マティスの色彩と光を体感できる展覧会へ|青野尚子の今週末見るべきアート
「この肘掛け椅子はマティスがとりわけ気に入っていたもので、何度も絵に描いています」と米田さん。展示室に何枚かある絵具パレットからはマティスの色彩の秘密が覗けるような気がする。
セクション3「舞台装置から大型装飾へ」では衣装デザイン、壁画、テキスタイルなど空間とより密接に関わるマティスの仕事を紹介する。なかでもアメリカのコレクター、アルバート・C・バーンズから依頼を受けたバーンズ財団の装飾壁画に関する展示は必見だ。会場では習作としてつくられた版画のほか、実際の壁画が出来上がっていく様子がプロジェクションによる映像で紹介される。
展覧会タイトルと同じ「自由なフォルム」と題されたセクション4では、主に切り紙絵による作品が紹介されている。70歳を過ぎて体調を崩したマティスは、アシスタントに手伝ってもらえば壁画やステンドグラスのような大きな作品もつくることができる切り紙絵を多く制作するようになった。色を塗った紙を切り、アシスタントに指図して大きな紙の上で切り紙の位置や向きを変えてもらうことで、さまざまな構図を検討できる。
会場には1947年に出版された『ジャズ』などが並ぶ。切り紙絵をもとにしたタペストリー《ポリネシア、海》はよく見ると、白いところでも織り方を変えてテクスチャーの違いを表現している。切り紙絵でも一枚の紙の中で色がグラデーションになっているものもあり、マティスが色や質感によってさまざまな実験をしていることがわかる。
修復後、初めての公開になる《花と果実》はアメリカのコレクターから注文されたもの。ヴィラのパティオ(中庭)の装飾として依頼されたものだ。
縦長の5枚のカンヴァスによるものだが、カンヴァスの幅は少しずつ異なる。両端には柱が描かれ、トロンプルイユ(だまし絵)のような効果も感じられる。マティスはこれを絵画としてよりは建築空間として構想していたのだろう。
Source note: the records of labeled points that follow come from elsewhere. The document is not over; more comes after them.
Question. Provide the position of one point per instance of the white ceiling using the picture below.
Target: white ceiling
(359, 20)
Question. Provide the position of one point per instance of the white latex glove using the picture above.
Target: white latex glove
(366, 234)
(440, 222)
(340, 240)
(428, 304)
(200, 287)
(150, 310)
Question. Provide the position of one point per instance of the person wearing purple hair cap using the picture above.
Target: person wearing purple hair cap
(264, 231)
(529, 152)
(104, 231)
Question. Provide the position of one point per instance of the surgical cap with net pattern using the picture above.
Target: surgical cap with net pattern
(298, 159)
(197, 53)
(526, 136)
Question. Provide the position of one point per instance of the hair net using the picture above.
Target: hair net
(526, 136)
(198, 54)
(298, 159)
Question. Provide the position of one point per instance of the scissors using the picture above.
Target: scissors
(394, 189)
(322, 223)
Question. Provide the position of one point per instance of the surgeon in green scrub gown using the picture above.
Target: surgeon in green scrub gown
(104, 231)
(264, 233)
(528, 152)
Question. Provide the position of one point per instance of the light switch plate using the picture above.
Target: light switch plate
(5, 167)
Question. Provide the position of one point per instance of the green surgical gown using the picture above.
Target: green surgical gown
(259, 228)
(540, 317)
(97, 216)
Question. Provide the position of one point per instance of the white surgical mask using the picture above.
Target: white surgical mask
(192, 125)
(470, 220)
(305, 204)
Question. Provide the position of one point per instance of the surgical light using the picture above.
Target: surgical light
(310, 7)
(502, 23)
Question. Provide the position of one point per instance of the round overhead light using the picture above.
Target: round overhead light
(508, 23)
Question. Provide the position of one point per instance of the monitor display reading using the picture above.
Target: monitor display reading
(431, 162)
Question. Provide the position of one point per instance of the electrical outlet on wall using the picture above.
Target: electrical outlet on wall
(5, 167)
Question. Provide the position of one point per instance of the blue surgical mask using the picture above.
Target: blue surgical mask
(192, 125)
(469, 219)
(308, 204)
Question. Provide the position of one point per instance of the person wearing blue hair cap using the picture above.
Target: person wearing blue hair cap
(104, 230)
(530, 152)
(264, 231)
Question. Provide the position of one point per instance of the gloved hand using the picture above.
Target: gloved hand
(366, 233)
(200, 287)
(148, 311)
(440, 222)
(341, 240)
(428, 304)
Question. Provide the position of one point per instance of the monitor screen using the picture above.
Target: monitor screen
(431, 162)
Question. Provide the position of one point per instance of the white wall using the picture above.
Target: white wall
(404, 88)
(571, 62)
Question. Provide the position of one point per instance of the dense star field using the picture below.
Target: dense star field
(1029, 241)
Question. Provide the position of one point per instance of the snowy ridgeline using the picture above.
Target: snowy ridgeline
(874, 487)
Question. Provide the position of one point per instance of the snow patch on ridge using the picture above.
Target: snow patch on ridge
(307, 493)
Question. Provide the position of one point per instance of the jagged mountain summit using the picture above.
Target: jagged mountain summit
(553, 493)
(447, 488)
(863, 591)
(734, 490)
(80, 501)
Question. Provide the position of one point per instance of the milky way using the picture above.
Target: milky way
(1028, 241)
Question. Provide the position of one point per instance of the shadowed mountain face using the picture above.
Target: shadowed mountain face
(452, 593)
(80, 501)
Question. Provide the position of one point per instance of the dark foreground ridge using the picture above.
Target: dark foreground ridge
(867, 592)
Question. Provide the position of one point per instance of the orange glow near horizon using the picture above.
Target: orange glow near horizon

〈ヴァンスの礼拝堂〉は1947年、ドミニコ会のルイ=ベルトラン・レシギエ修道士から相談を受けたことがきっかけとなって生まれた、マティスの総合芸術といえる作品だ。このプロジェクトには1948年から同じドミニコ会のマリー=アラン・クチュリエ神父が加わる。クチュリエ神父は教会建築に現代美術などをとりいれる「アール・サクレ」(聖なる芸術)という活動にも携わっており、後にル・コルビュジエと〈ラ・トゥーレットの修道院〉などで協働している。